Speaker
Description
As machine learning (ML) increasingly serves as a tool for addressing real-time challenges in scientific applications, the development of advanced tooling has significantly reduced the time required to iterate on various designs. Despite these advancements in areas that once posed major obstacles, newer challenges have emerged. For example, processes that were not previously considered bottlenecks, such as model synthesis, are now becoming limiting factors in the rapid iteration of designs. In an attempt to reduce these emerging constraints, multiple efforts have been launched towards designing a ML based surrogate model for resource estimation of synthesized accelerator architectures, which would help reduce the iteration time when attempting to design a solution within a set of given hardware constraints.
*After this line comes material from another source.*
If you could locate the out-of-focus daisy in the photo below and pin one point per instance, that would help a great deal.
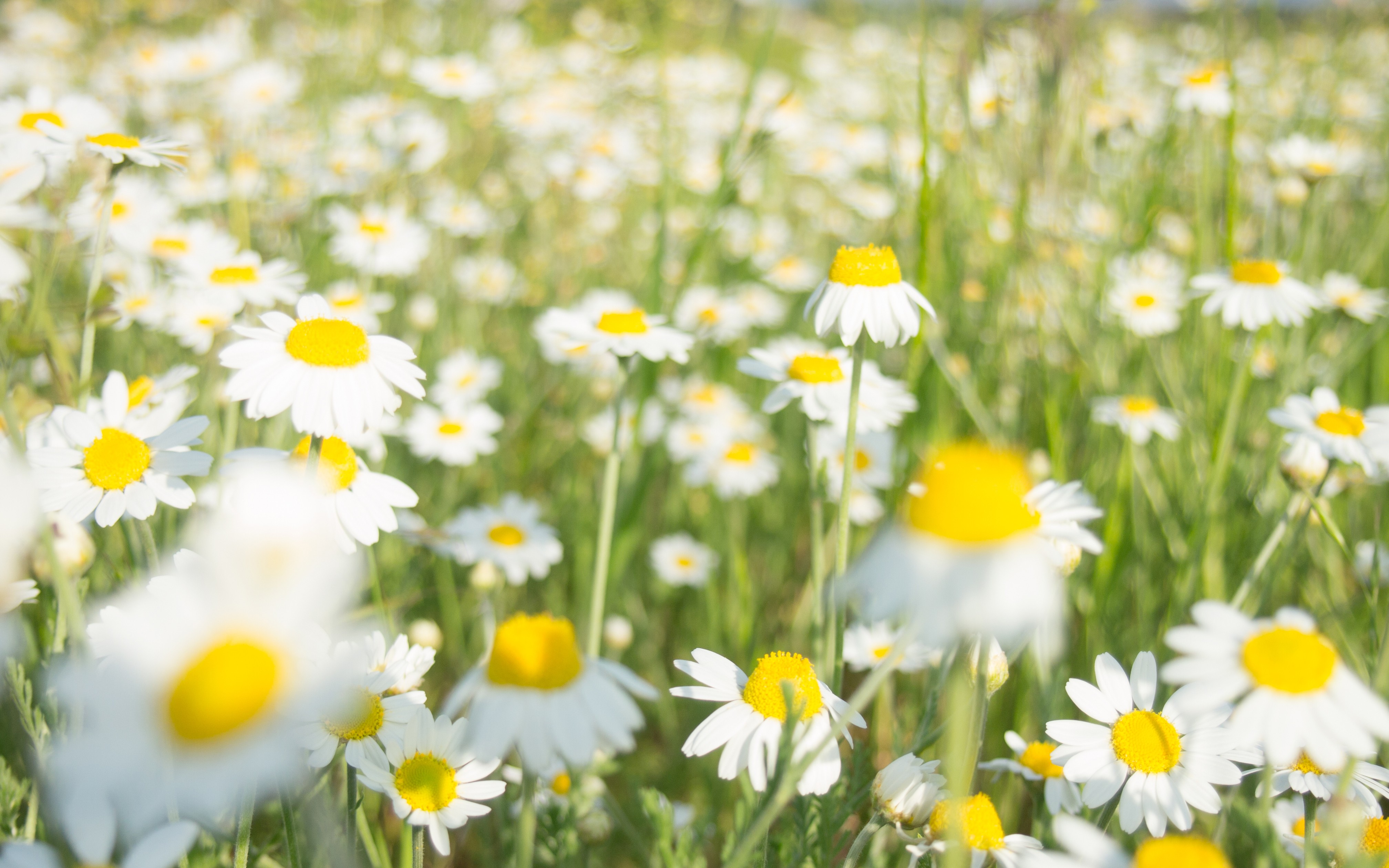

This approach shows considerable potential, but as it stands, the effort is early and would benefit from coordination and standardization to assist future works as they emerge. In this work, we introduce wa-hls4ml, a ML accelerator resource estimation benchmark and corresponding dataset of 100,000+ synthesized dense neural networks. In addition to the resource utilization data provided in our dataset, we also offer the generated artifacts and logs for many of the synthesized neural networks with the intention to support future research in ML-based code generation. This benchmark evaluates performance against multiple common ML model architectures, primarily originating from scientific domains. The selected models are implemented through hls4ml on Xilinx FPGAs. We measure the performance of a given model through multiple metrics, including $R^2$ Score and SMAPE on regression tasks, as well as FLOPS and inference time to further characterize the estimator under test.